Project Documentation

This is the technical documentation for a research workspace that reproduces, analyzes, and extends the ETH Zurich Robotic World Model pipeline for quadruped locomotion, with the eventual target of Unitree Go2 integration.

The project builds on two papers by Li, Krause, and Hutter (ETH Zurich):

  1. Robotic World Model (RWM) with the MBPO-PPO policy optimizer, trained online with environment interaction.
  2. Uncertainty-Aware Robotic World Model (RWM-U) with the MOPO-PPO policy optimizer, trained fully offline with ensemble-based uncertainty penalization.

The upstream codebase contains two model-based training pipelines that share backbone components but have separate entry scripts, configs, environments, and runners. The manager-based pipeline implements online RWM with MBPO-PPO; the standalone model_based/ pipeline implements offline RWM-U with MOPO-PPO. The project exercises both.
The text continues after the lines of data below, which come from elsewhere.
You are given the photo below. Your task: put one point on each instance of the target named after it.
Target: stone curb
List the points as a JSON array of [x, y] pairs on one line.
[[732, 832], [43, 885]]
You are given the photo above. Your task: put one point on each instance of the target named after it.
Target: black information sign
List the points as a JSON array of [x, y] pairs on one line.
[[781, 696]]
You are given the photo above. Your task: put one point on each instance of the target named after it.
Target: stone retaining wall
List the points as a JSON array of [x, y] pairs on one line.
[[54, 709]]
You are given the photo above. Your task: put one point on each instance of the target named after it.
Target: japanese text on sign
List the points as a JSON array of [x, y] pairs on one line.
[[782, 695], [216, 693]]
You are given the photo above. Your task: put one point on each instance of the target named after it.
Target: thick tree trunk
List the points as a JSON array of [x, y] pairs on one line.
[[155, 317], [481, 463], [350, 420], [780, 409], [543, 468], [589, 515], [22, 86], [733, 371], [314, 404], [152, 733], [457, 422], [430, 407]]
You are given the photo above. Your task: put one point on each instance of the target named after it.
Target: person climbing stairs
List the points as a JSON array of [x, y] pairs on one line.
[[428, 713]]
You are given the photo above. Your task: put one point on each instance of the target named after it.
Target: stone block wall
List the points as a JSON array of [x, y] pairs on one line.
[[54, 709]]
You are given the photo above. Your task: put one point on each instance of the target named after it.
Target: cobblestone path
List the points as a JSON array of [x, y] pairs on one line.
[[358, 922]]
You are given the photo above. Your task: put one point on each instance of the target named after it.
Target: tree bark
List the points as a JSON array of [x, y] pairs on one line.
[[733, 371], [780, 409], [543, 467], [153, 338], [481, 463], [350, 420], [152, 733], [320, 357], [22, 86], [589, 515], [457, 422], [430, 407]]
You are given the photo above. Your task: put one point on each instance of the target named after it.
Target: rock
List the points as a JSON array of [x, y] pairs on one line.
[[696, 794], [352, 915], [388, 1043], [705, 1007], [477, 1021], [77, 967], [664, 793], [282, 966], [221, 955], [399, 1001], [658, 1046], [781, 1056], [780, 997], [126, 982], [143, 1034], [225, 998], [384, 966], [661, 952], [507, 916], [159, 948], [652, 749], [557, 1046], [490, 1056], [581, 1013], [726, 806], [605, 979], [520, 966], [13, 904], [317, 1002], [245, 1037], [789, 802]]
The two-pipeline structure is documented in detail in Uncertainty-Aware Implementation Analysis §1.

For high-level project status and the milestone checklist, see the repository README. This documentation site is the technical companion to that README.

Reading paths

Different readers will want different starting points.

Documentation layout

  • Project: goal, repository layout, status, roadmap.
  • Setup: local environment, hardware specs, lab workstation migration.
  • Validation: what has been executed locally and what has been verified.
  • Robotic World Model: paper, code, synthesis, task structure, runtime flow, and the cross-paper bridge to RWM-U.
  • Uncertainty-Aware Robotic World Model: paper, code, synthesis for the offline RWM-U + MOPO-PPO pipeline.
  • Development: submodule and fork strategy.

Conventions

The documentation makes two kinds of claims, each with its own vocabulary.

Execution claims describe whether code runs as expected:

  • Validated: a concrete command was executed, the expected outcome was observed, and the run is cited.
  • Validated at reduced scale: a concrete run completed end-to-end with reduced hyperparameters or smaller-than-paper-scale assets, sufficient to confirm the code path but not the paper's quantitative results.
  • Qualitatively validated at reduced scale: a paper claim has been supported in trend or sign at reduced scale, without reproducing the paper's quantitative numbers.
  • Structurally understood: the code path has been traced and is consistent with its expected role, but no execution has been run end-to-end.
  • Not verified: the claim has neither been executed nor traced sufficiently to make a judgment.

Mapping claims describe whether code corresponds to what the paper states:

  • Mapped: the paper concept has been identified in the code, with a file path or symbol reference.
  • Partially mapped: the concept is identified but the code differs from the paper in scope or simplification, and the difference is documented.
  • Discrepancy noted: the code diverges from the paper in a meaningful way (for example, a different loss formulation or an inactive component) and the divergence is documented.
  • Not mapped: no code location has been identified yet for the paper concept.

The Reproduction Status page tracks execution claims. The Paper-to-Code Synthesis page (RWM) and the Paper-to-Code Synthesis page (RWM-U) track mapping claims and discrepancies for their respective papers.

Naming convention used throughout: RWM and MBPO-PPO refer to the first paper's method and policy optimizer; RWM-U and MOPO-PPO refer to the uncertainty-aware extension and its policy optimizer.